Yao, though, looked thoughtful. "There is a stream of consciousness that comes to mind. With your permission, I shall articulate it."

He suddenly wanted his permission? Well, okay. "Go on then."

"Whether through death, ascension or whatever else, a soul eventually awakens on its own plane of the Astral. When it does so, it often finds it difficult to realize that it is not alive in the flesh, and often much time is required before it realizes its true condition. Then it begins to manifest an interest in its surroundings, and pays many visits on its own and other planes, renewing old acquaintances and relationships and manifesting the activities quite natural for a human being under such circumstances. Other souls, however, while attached to material things, nevertheless have had ideals during their life. Things for which they had hoped, and dreamt, prayed and longed. The higher on the planar scale, the more advanced the nature of the ideals. But the principle is the same. And for the lowest to the highest of these ideal degrees, the Astral Life contains that peculiar and wonderful condition or state known as the 'Idealistic State.'"

That… that sounded strangely familiar even though he'd never heard about such a thing in any of his many lives.

"In this Idealistic State is the real Astral Life of the soul, into which it enters after it has tired of the conditions it finds at first on the Astral Plane. It is composed of a condition or state, or series of such conditions or states, in which it lives out in vivid imagination, or realistic dream-like states, all of its unrealized personal ideals, hopes, expectations, desires, ambitions, aspirations, longings, and inclinations of its nature."

… Star-Lord felt a very particular sort of interest ignite in his chest.

"It may be objected that this is but a state of illusion or delusion, and not a reality," the Sorcerer said, nodding meaningfully in Dad's direction. "But it must be remembered that even on the Material Plane 'Dreams are true while they last.' On the Astral Plane, in the Idealistic State, these dreams exceed in vividness and reality anything that the embodied mortal ever experiences – itself just a series of mental states in the end. So far as the soul is concerned, the experiences through which it lives in the Idealistic State are just as real as anything that it ever experienced in physical life. Every element of reality is there. And there is a reality about it that all advanced occultists recognize."

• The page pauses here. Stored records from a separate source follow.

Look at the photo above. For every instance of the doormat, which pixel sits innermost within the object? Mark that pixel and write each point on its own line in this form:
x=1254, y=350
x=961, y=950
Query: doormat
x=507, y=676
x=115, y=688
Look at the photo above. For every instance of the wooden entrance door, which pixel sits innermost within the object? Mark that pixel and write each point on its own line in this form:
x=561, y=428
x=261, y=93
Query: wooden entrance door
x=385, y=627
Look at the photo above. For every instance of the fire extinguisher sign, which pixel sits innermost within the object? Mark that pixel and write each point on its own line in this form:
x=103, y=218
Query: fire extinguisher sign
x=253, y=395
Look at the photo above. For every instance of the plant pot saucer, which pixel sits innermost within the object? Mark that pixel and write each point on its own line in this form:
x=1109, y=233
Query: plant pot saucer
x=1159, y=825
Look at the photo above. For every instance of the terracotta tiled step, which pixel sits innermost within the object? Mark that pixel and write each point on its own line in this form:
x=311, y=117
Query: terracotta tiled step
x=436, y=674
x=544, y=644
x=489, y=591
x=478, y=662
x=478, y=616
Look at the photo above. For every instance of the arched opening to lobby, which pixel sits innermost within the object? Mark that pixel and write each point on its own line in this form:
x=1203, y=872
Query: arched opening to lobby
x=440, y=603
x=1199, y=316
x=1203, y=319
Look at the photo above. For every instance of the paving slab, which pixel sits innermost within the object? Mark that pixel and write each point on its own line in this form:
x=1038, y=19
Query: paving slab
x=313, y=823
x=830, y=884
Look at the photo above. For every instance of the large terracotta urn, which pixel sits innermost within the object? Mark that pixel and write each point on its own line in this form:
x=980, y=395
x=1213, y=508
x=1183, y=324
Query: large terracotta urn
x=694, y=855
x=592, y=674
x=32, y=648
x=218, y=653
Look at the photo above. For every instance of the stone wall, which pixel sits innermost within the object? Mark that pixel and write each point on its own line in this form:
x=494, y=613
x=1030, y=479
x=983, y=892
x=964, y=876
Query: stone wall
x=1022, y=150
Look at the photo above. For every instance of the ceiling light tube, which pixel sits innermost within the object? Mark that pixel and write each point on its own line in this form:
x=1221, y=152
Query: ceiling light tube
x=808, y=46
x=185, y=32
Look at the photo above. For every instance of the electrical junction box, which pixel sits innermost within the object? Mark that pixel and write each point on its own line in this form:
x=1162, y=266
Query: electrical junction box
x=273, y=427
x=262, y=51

"… I'm starting to think you're about to offer something we could have desperately used the moment we first met," Dad grumbled.

"In this Idealistic State, the dreaming soul lives out countless lives, of infinite variety," The Ancient One said, not commenting on the sentiment. "Provided one trusts me enough to let me handle and influence their very souls and self-awareness, I should be able to emulate the conditions or process for you. Any of you. Or all."

The sheer scope of what had just been said… it was enough to blow Peter's mind.

"It will only be for one lifetime, particularly if I am to impose certain parameters of nature and its scale." The old Sorcerer looked pointedly between Peter and Jason Quill as he said it. "But even one lifetime can count for much."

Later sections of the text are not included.